While trade tensions between Washington and Beijing are not perceived as the biggest immediate risk in 2020, China’s recent move to implement a national security law on Hong Kong has again ramped up tensions between the two countries. Under the United States-Hong Kong Policy Act of 1992, the US recognises the difference between Hong Kong and mainland China in its diplomacy, and treats the city a separate trade jurisdiction. The former British colony benefited from arrangements not enjoyed by mainland China in dealings with the US such as lower trade tariffs and a separate customs and immigration designation.
But in retaliation for Beijing’s decision to impose a national security law on Hong Kong, US President Donald Trump has signed an executive order ending Hong Kong’s preferential trade treatment, and enacted a law to sanction individuals and banks deemed to have aided the erosion of Hong Kong’s autonomy.
“There is a very fierce debate going on within the United States policy community about whether the US is, in fact, entering a new Cold War with China as the opponent as opposed to the Soviet Union or whether the current situation is much different and considerably more complex where these two large and important countries will have to both get along at the same time that they compete with each other,” said Kurt Tong, former US consul general to Hong Kong and Macau in a recent Lynk Speaker Session ahead of the announcement made by Trump.
According to Tong, the aviation agreement between Hong Kong and the US as well as law enforcement cooperation agreements between the two could potentially be impacted in the process. “The [US] response to that national security law imposition has been very strong, very bipartisan,” Tong added.
The Peg is Safe…For Now
After the national security law was enacted in Hong Kong, undermining the Hong Kong dollar’s peg to the US dollar has been reported as an option that the Trump administration has considered as a response to punish China.
“The US Treasury Department, the Congress, and the White House can pass legislation that would implement rules which could make it difficult for banks operating in Hong Kong, be they Chinese banks or American banks, to participate in the US dollar payment system, the SWIFT system and the like,” said Tong, “in my opinion, that is very unlikely because of the magnitude of the effort involved.

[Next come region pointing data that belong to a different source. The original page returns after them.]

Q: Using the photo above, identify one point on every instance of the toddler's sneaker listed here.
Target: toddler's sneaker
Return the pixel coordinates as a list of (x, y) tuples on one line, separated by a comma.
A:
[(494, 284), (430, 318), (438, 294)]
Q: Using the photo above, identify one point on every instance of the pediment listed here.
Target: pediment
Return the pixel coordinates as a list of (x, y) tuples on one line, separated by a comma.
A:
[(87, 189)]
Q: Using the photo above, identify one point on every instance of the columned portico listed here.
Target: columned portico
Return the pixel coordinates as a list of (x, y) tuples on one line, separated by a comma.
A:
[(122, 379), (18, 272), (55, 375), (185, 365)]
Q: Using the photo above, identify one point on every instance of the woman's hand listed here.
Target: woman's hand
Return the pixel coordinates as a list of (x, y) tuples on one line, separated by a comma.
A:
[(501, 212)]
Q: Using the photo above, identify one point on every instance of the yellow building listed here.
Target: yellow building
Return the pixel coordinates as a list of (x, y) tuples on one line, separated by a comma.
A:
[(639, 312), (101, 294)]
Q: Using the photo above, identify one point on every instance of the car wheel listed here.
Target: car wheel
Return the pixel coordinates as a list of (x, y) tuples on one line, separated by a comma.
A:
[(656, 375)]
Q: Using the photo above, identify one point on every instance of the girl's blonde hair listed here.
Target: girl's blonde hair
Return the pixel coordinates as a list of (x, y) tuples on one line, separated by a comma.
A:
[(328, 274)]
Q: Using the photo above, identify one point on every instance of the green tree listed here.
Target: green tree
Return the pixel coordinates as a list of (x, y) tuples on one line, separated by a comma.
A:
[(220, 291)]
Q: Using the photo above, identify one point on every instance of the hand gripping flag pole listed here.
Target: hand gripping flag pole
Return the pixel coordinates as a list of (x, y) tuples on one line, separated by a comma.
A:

The peg is not a US policy, it’s not a policy that the US can change”.
The Hong Kong dollar peg is the Hong Kong Monetary Authority’s unilateral decision to target a specific trading range between the Hong Kong dollar and the US dollar. According to Tong, in order to get the HKMA to no longer continue to peg, one needs to force the Hong Kong dollar to depreciate or be devalued through market pressure.
“One would be gambling with global financial stability in the midst of a terrible global economic crisis in order to make a point to China about its mismanagement of Hong Kong governance,” added the now Washington-based former top American diplomat in Hong Kong.
Hong Kong’s Appeal to Remain
Less than a month into the enactment of the national security law in Hong Kong, foreign businesses, especially media organisations, are already expressing concerns over the city’s press freedom and getting work permits for their personnel. In response to that, the New York Times has announced it will move part of its Hong Kong office to the South Korean capital of Seoul.
“It’s creating problems already for some foreign enterprises, particularly in the social media or media area. Whether they’ll continue to be welcomed in Hong Kong or not is really unclear, and that could have a gradual snowballing effect in terms of the perceptions of the business community of Hong Kong as a desirable place to do business,” said Tong.
But Tong cited the inviolability of contracts signed in Hong Kong as one aspect that will continue to attract foreign businesses to operate in the city on top of the former British colony’s lifestyle, infrastructure and stable currency.
“It’s very important to have a sense that the judicial system [in Hong Kong] and rule of law are intact,” added Tong, “there are some specific legal risks created by the law itself. There are pieces in that law, if strictly implemented, would make it possible for foreign financial institutions to be punished under Chinese law for obeying US law”.
The conversation took place in the Lynk Speaker Session titled “Heightened Tensions: The Next Phase in US-China Decoupling” on July 8, 2020.